To Block or Not to Block: A Critical Decision in Exchange Online
Introduction: The Persistent Threat of Phishing
Phishing remains the primary attack vector worldwide in 2023. Many organizations employ services like dnstwister to safeguard their domains. This tool is straightforward: you provide a list of legitimate domains, and it monitors for newly created ones with similar typography.
The Critical Role of Domain and DNS Monitoring
Monitoring new website creations and DNS records, particularly MX records, is crucial. An MX record associates a domain name with a mail server, enabling email sending and receiving. The real concern arises when a domain resembling yours is used for malicious activities, such as spear-phishing, without an associated website.
I made a quick example with my domain :
The Dilemma of Blocking Suspicious Domains
When a similar domain is registered, possibly for malicious intent, the options are limited. Without concrete evidence of malicious activity, domain takeover requests are often denied. The only proactive measure is to block the domain or URL.
Deep Dive into Microsoft 365 Console’s Capabilities
The Microsoft 365 Console offers various tools for email management, including searching emails, creating rules, and blocking senders. A key feature is the allow/block tenant part, which allows blocking of domains, URLs, or files.
Exploring the Allow/Block Tenant Policy
But does blocking truly prevent emails from reaching users? An experiment with a legitimate email address revealed that after blocking, emails were redirected to the junk folder, not completely blocked. This leads to a deeper exploration of the allow/block tenant policy:
- On the Allow/Block tenant policy:
- Blocking a domain results in emails being treated as high-confidence spam, subject to the default spam policy.
- Blocking a URL categorizes emails as high-confidence phishing, invoking the default phishing policy.
- Blocking a file triggers the malware default policy.
Insights from Official Documentation
Microsoft’s official documentation confirms the behavior observed with the allow/block policy. This understanding is crucial for effectively managing email security within the Microsoft 365 environment.

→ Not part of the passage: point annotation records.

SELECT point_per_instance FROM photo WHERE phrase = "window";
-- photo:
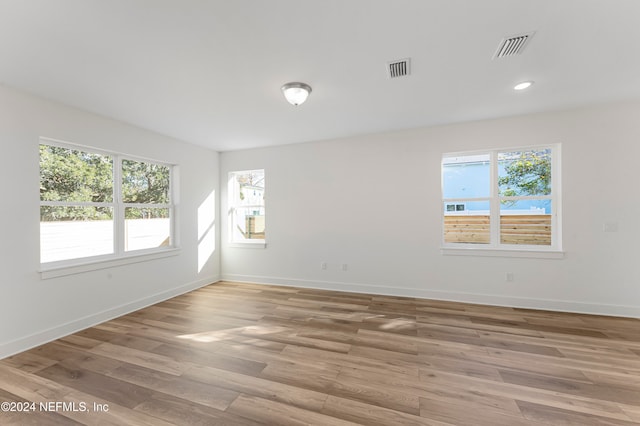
(99, 205)
(505, 199)
(246, 207)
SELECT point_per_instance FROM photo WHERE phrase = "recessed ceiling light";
(523, 85)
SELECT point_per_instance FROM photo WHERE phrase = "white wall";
(354, 192)
(34, 310)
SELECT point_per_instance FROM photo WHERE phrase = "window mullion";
(495, 200)
(119, 227)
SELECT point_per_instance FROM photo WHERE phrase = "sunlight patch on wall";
(206, 230)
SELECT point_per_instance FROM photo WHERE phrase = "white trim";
(495, 247)
(492, 252)
(36, 339)
(485, 299)
(63, 268)
(248, 244)
(118, 206)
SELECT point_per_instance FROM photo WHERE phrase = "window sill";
(492, 252)
(61, 270)
(248, 244)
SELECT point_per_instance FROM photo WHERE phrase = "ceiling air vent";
(513, 45)
(399, 68)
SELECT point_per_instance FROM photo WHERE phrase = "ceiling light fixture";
(523, 85)
(296, 93)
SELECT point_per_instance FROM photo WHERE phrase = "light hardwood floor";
(241, 354)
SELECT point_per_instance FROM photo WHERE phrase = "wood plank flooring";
(242, 354)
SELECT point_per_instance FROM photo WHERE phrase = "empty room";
(361, 212)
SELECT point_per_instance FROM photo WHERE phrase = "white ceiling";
(209, 71)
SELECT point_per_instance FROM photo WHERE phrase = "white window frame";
(119, 256)
(495, 247)
(233, 197)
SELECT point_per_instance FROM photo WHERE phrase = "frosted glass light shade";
(296, 93)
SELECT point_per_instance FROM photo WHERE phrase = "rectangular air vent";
(399, 68)
(514, 45)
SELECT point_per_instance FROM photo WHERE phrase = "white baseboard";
(484, 299)
(24, 343)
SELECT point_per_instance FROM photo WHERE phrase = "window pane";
(467, 222)
(75, 232)
(73, 175)
(251, 186)
(146, 228)
(247, 205)
(250, 223)
(526, 222)
(145, 182)
(522, 173)
(466, 176)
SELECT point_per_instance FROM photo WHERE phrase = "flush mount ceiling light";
(296, 93)
(523, 85)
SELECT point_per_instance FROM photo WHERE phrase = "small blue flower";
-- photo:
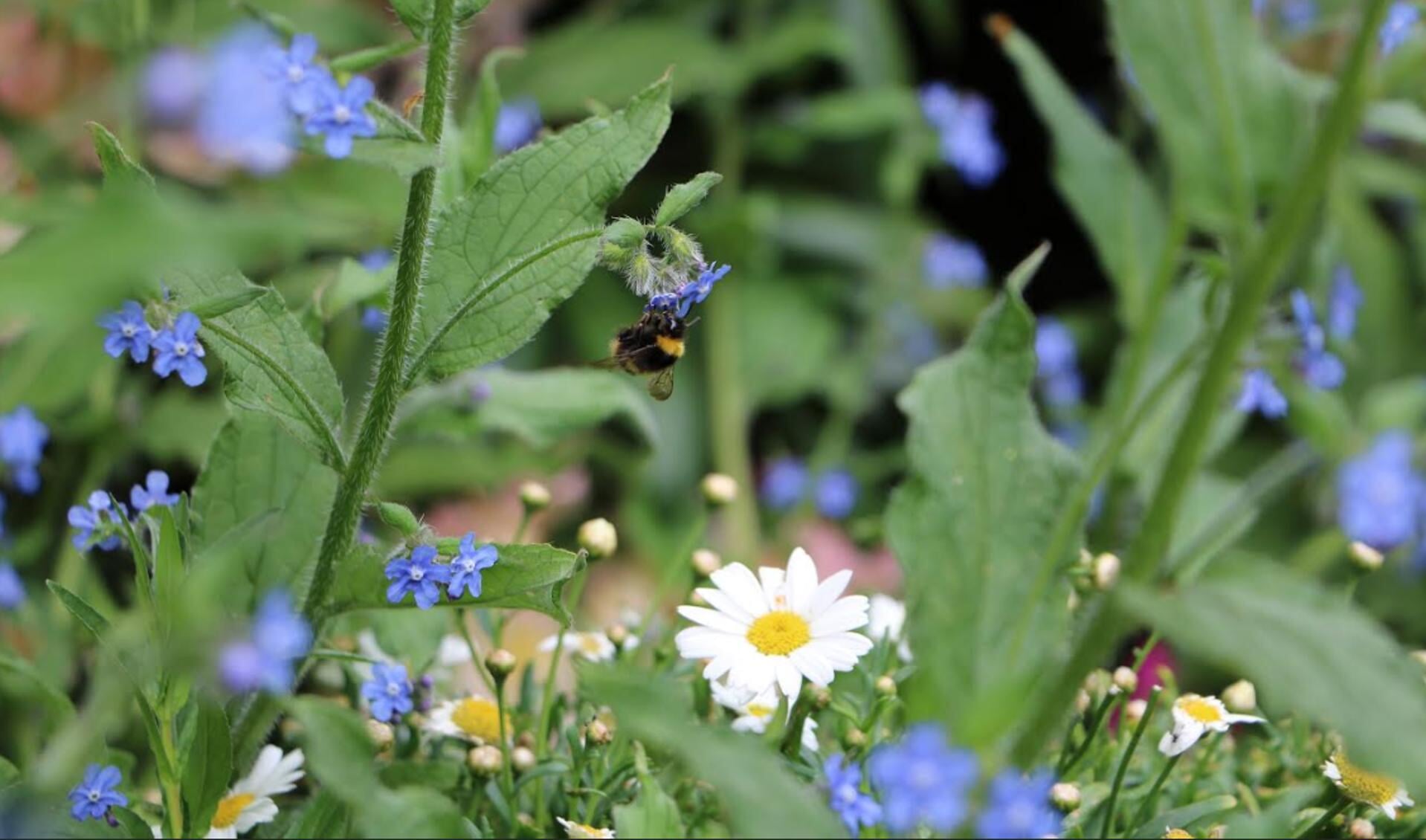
(419, 575)
(12, 589)
(388, 692)
(1261, 394)
(96, 793)
(1401, 20)
(784, 482)
(1379, 495)
(22, 442)
(127, 332)
(178, 349)
(836, 494)
(515, 124)
(341, 114)
(921, 781)
(845, 795)
(950, 262)
(295, 70)
(467, 566)
(1019, 806)
(1343, 303)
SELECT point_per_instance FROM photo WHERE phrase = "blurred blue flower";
(99, 515)
(12, 589)
(178, 349)
(91, 798)
(127, 332)
(1261, 394)
(1379, 495)
(784, 481)
(1343, 303)
(515, 124)
(155, 491)
(949, 262)
(1019, 806)
(845, 795)
(418, 575)
(22, 442)
(388, 692)
(836, 494)
(1401, 20)
(467, 566)
(297, 73)
(244, 119)
(921, 781)
(341, 114)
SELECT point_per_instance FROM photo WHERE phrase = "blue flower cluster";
(175, 349)
(963, 123)
(786, 481)
(264, 659)
(422, 577)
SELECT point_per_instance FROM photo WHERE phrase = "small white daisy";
(250, 802)
(1373, 789)
(753, 715)
(779, 630)
(1194, 717)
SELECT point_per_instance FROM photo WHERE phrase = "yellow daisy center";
(230, 809)
(478, 717)
(1364, 785)
(779, 633)
(1199, 709)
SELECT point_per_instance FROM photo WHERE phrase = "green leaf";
(207, 766)
(526, 577)
(1311, 653)
(270, 364)
(1098, 178)
(526, 234)
(974, 520)
(762, 798)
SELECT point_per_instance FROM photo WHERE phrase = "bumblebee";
(651, 347)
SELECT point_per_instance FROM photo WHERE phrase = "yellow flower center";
(478, 717)
(230, 809)
(779, 633)
(1199, 709)
(1364, 785)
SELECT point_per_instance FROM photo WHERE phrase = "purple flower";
(96, 793)
(467, 566)
(341, 114)
(177, 349)
(155, 491)
(388, 692)
(845, 795)
(419, 575)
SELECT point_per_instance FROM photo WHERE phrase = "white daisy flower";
(250, 802)
(1194, 717)
(778, 632)
(1373, 789)
(582, 832)
(753, 715)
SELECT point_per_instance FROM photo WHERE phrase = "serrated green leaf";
(526, 234)
(974, 520)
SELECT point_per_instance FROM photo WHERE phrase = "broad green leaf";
(762, 798)
(256, 468)
(1308, 650)
(526, 577)
(1098, 178)
(526, 234)
(972, 523)
(207, 766)
(270, 364)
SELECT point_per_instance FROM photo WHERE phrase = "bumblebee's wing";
(660, 384)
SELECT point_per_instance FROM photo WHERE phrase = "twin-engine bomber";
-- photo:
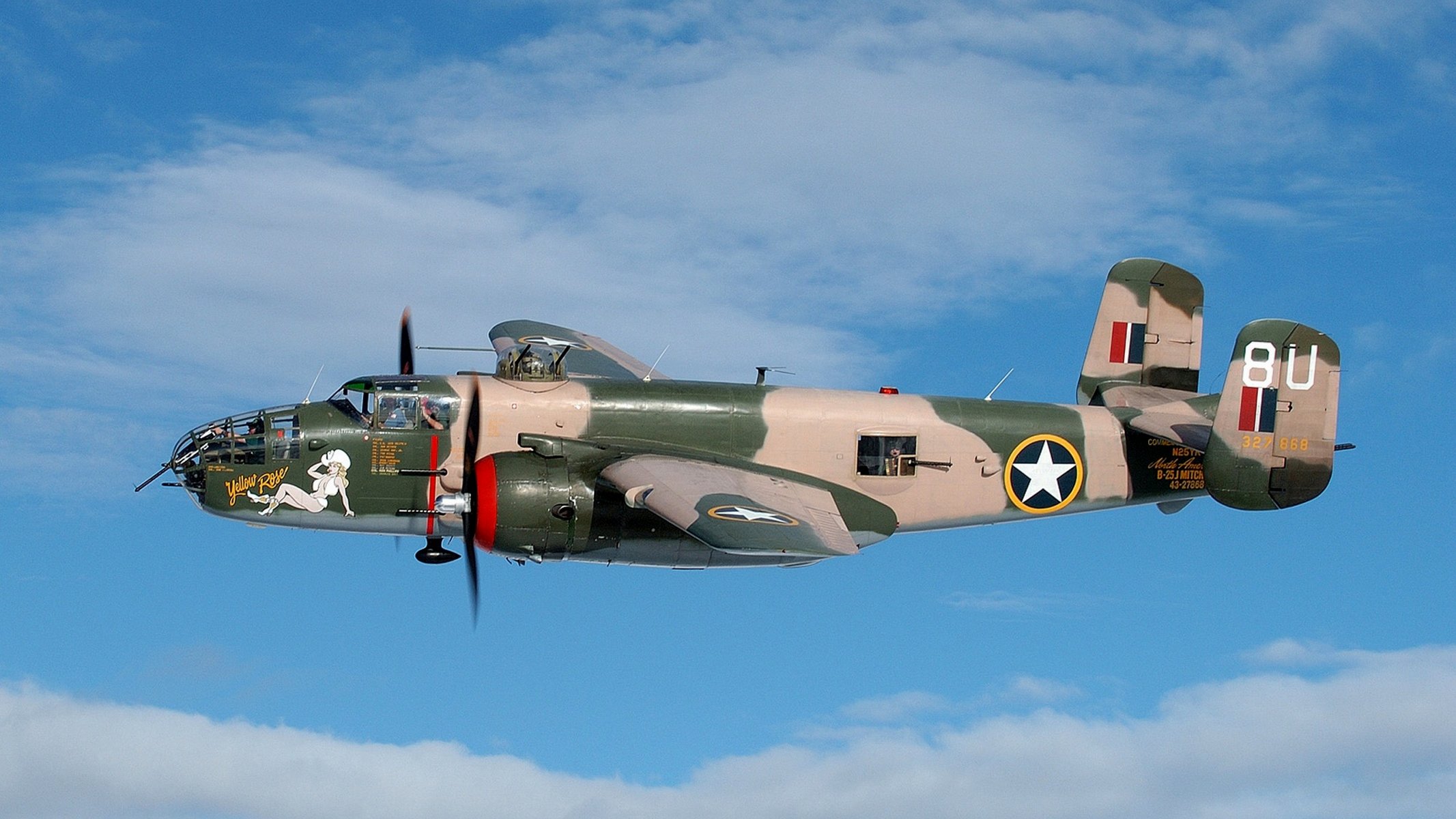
(574, 450)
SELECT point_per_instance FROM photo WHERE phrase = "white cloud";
(749, 186)
(1375, 738)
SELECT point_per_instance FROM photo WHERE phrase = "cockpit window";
(532, 362)
(398, 411)
(885, 456)
(356, 401)
(399, 405)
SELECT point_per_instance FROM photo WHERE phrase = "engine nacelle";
(524, 505)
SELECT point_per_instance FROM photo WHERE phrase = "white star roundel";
(1043, 474)
(551, 341)
(752, 515)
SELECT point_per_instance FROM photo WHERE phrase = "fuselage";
(379, 457)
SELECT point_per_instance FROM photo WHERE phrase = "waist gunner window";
(891, 456)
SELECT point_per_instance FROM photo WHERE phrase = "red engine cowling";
(523, 505)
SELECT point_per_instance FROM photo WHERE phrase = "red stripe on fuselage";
(434, 464)
(487, 502)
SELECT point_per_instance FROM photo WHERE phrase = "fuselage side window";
(891, 456)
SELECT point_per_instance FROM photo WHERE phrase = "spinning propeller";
(434, 554)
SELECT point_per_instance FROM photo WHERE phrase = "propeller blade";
(472, 443)
(407, 347)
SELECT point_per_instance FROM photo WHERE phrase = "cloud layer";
(1376, 736)
(775, 176)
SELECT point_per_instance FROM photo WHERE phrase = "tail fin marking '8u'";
(1274, 434)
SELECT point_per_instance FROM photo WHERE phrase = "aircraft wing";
(588, 358)
(741, 511)
(1180, 428)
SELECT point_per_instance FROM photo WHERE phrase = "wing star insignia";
(752, 515)
(552, 341)
(1043, 479)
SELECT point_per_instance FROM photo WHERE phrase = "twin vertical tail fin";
(1147, 334)
(1274, 433)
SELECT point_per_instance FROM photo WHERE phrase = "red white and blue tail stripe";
(1128, 342)
(1257, 410)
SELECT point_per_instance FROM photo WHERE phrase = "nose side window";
(283, 437)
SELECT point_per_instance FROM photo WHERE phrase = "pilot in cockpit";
(532, 367)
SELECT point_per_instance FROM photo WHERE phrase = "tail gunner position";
(574, 450)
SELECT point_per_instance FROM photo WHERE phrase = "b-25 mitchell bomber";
(573, 450)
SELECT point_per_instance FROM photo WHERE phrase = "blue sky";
(200, 207)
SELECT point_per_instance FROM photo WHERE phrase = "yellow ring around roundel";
(1076, 488)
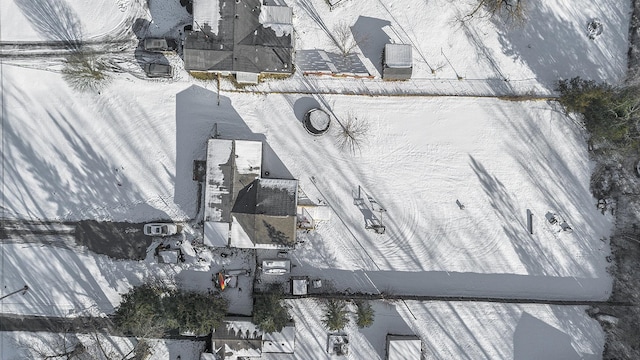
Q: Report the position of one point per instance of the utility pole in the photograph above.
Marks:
(24, 291)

Adjusting Spam Policies for Enhanced Security
The default spam policy, unless altered, directs such emails to the junk folder. For those seeking stricter security measures, modifying this policy is essential. It ensures that emails from blocked domains are quarantined, enhancing organizational security.
Conclusion: The Importance of Informed Configuration
In summary, while the Microsoft 365 Console provides robust tools for managing email security, a deep understanding and careful configuration of the underlying policies are paramount. By fine-tuning these settings, organizations can fortify their defenses against the ever-evolving threat of phishing.